What Happens to Leftover Embryos?
Many egg donors are curious about what will happen to their eggs following their donation. While you probably expect that your eggs will be fertilized in an attempt to create as many viable embryos as possible, you may not realize that not all of those embryos will be used.
In most cases, fertility doctors will transfer between one and two embryos into the uterus at a time. Occasionally, your donation may only yield one or two high quality embryos, leaving none left over following the transfer. It is more common that a single donation will result in multiple high grade embryos. This situation often leaves several embryos “left over” that are viable but are not transferred at the time of fertilization.
In most cases, the higher quality embryos will be cryogenically frozen to be used in future transfers.
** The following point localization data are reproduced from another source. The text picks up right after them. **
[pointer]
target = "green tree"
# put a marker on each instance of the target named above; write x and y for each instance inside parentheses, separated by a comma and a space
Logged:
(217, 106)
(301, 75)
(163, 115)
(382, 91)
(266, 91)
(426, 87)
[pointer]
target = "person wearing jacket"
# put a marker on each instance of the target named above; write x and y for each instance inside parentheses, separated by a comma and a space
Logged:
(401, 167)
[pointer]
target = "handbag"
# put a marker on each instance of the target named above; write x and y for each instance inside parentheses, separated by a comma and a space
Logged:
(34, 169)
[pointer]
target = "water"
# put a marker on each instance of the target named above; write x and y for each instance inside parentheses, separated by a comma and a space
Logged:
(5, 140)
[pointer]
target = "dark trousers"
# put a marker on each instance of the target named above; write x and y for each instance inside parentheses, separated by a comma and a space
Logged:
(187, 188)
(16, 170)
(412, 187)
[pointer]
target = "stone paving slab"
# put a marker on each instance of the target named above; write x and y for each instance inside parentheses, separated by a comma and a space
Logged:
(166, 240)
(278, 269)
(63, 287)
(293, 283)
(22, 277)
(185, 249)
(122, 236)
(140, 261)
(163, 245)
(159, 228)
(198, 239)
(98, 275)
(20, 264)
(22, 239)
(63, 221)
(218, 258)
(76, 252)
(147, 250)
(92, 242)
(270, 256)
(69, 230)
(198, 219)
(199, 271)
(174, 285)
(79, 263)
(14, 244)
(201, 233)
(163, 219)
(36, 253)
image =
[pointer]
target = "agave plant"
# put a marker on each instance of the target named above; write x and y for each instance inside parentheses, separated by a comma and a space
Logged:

This means the intended parents will have embryos ready for use, if this first transfer doesn’t result in a viable pregnancy. These frozen embryos can be thawed months or even years later with the intention of creating a biological sibling.
Even if embryos are later thawed for use, there often are leftover frozen embryos at the close of the IP’s family building journey. If this is the case, the intended parents will have the choice of what happens to these embryos. Choices include:
- Continuing to keep the embryos frozen
- Thaw the embryos and discard them
- Donate embryos to science
- Donate embryos to other couples
It is important for you to understand at the onset of your donation that this choice will be made by the intended parents. You will not have any input with this decision. Additionally, it is unlikely that you will have any knowledge of how many embryos were created, used, or leftover.